WriQ is aimed at students from 7-18 years old and empowers them to take charge of their own learning through a personalised dashboard. With the WriQ meter, students can track their writing bursts (how long they write for without pausing or stopping), visualise their progress in real-time, and get instant access to positive feedback on their own writing.

This tool makes tracking their progress fun and engaging. Students can track their writing progress daily, weekly, or monthly and work towards goals and achievement badges. It also lets them get a picture of their most frequently used language and how they are writing for specific subject areas. Knowing what topics students like to write about can also help teachers.

The beauty of WriQ lies in its holistic approach, which also supports educators and school leaders. As WriQ objectively and effectively measures productivity, accuracy, pace and maturity of the writing, educators have more time to focus on improving achievements in writing. Educators can maintain consistency and have a clearer view of students' progress whilst being able to give meaningful and personalised feedback. School leaders can access unbiased aggregated data to inform their decisions and support where needed.

The power of data

Eighteen months ago, WriQ was initially launched in the USA to pilot and develop the product. From the UK, USA and Australia, they have now been able to gather a data set of 150,000 data points for two full academic years.

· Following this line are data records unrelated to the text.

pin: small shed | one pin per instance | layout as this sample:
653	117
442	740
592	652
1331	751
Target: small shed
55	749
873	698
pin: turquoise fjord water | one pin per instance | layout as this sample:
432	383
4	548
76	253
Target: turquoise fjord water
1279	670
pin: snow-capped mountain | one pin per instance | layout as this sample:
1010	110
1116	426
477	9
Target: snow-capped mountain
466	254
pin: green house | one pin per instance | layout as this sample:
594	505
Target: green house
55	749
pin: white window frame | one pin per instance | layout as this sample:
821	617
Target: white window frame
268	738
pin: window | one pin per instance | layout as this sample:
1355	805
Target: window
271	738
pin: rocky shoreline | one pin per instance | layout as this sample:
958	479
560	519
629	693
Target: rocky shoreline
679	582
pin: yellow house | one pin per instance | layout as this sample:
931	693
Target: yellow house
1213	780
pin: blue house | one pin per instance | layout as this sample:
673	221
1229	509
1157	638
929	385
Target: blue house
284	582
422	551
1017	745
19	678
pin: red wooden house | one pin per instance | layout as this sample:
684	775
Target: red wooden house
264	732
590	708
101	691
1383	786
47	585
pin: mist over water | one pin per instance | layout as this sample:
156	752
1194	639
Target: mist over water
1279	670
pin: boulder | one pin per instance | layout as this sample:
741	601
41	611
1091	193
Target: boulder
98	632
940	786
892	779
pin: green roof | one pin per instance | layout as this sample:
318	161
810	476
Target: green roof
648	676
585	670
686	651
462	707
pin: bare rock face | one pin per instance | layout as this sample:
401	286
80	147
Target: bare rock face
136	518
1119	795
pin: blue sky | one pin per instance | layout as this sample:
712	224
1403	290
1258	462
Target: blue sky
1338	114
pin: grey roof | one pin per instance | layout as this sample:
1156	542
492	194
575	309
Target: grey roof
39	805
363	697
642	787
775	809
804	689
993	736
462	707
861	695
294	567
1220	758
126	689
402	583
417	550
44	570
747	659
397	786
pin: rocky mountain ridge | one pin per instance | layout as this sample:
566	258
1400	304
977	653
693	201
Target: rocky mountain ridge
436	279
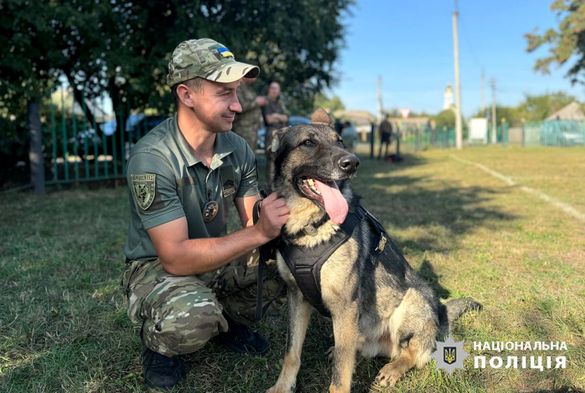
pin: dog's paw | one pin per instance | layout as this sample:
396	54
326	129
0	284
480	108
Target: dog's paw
279	389
388	376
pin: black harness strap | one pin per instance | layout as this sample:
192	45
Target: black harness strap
305	263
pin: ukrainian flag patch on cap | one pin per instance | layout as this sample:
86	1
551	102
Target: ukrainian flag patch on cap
225	52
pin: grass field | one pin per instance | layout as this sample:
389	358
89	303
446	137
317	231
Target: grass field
63	326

This data was initially collected to ensure that the tool made a real impact, but it has now grown to provide a fantastic database. The anonymous data set can show national norms by age which provides benchmark data for educators to help measure progress even more objectively.

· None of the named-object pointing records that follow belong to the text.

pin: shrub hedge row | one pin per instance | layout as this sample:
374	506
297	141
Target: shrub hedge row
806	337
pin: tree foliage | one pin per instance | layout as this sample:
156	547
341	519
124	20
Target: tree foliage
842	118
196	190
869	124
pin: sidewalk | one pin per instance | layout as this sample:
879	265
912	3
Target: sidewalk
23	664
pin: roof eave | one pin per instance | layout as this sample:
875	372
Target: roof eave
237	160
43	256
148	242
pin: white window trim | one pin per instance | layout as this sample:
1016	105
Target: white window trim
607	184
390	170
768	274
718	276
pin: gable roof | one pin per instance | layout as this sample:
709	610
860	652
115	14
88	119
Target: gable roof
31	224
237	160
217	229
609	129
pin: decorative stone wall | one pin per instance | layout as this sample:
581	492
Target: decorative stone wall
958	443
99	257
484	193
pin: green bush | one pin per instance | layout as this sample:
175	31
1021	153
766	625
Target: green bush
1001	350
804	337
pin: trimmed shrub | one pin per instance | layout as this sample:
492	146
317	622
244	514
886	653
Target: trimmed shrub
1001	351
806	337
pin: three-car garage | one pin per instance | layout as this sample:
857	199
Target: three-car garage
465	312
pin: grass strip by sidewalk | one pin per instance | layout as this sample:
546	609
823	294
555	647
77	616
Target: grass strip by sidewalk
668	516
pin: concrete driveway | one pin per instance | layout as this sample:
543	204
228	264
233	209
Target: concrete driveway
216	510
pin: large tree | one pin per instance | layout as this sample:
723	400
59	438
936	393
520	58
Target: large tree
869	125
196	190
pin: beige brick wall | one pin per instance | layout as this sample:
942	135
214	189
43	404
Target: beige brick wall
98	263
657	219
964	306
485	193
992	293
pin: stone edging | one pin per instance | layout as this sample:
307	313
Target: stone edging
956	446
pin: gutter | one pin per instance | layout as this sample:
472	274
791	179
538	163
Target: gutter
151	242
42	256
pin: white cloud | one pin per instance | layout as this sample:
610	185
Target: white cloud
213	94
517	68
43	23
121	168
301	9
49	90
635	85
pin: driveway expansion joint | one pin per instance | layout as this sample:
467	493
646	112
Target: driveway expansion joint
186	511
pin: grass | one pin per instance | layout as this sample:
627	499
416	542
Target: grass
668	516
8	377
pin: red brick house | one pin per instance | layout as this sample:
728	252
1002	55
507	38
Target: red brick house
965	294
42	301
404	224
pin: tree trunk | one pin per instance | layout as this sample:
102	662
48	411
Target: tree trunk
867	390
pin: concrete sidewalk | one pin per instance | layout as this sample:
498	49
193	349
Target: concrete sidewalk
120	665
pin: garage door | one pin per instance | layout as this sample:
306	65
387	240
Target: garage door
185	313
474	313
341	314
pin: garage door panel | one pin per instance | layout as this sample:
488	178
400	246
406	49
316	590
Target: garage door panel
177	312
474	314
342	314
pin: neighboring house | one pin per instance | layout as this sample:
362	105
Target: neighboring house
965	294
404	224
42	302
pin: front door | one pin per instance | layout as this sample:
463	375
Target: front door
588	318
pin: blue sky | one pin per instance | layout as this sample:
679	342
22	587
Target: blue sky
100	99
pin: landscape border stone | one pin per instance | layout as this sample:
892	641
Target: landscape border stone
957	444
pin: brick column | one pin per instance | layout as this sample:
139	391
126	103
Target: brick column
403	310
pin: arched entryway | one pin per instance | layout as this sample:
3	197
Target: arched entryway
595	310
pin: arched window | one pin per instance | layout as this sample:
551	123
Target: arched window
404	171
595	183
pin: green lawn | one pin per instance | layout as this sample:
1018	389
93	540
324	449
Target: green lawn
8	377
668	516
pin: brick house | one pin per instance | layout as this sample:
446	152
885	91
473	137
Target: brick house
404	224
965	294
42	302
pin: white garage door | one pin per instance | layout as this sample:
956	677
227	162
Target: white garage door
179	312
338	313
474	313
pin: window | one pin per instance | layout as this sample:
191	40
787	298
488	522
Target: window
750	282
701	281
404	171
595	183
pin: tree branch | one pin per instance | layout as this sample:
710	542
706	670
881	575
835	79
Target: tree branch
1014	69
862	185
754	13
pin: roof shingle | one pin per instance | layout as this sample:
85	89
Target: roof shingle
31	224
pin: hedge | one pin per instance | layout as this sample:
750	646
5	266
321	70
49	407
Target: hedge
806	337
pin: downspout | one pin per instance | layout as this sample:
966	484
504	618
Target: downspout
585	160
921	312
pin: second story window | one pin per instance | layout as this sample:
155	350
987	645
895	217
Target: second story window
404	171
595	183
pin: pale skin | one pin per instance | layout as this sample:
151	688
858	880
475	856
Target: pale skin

Helping people to express themselves

Texthelp started as a company to help people with dyslexia, linked to Martin's own experience. Thanks to their approach using universal design for learning, their products now help so many others, including those who are linguistically isolated (i.e. grown up in a home where English is not the native language). One of their tools Read&Write is as useful for students as it has been for adults.

Fluency Tutor helps teachers and students with reading and literacy during remote learning, and SpeechStream helps publishers maximise student outcomes by making online learning and assessment platforms more accessible. The company has even taken on the challenge of assisting with maths through their product EquatIO.

EdTech for everyone

Martin is motivated by helping people who are linguistically disadvantaged to express themselves and their knowledge. WriQ undoubtedly helps to support this aim. Not only have the team worked on a product that provides an engaging and rewarding experience for students but relieves the daily stress of educators. WriQ helps to reduce the workload of educators while enhancing the learning experience and giving them more time to accelerate learning in other ways.  

A tool like WriQ can only reach its full potential when government EdTech strategy is ready, and the tech is there for kids. There may be more progress to make, but the UK government for example launched an EdTEch report and strategy in 2019, paving the way for change. At a time currently when kids and teachers are forced to separate due to COVID-19 tools like this could be even more important.

In the future, I am sure that tools like this could help adult writers just as much, I certainly wouldn't mind my own WriQ.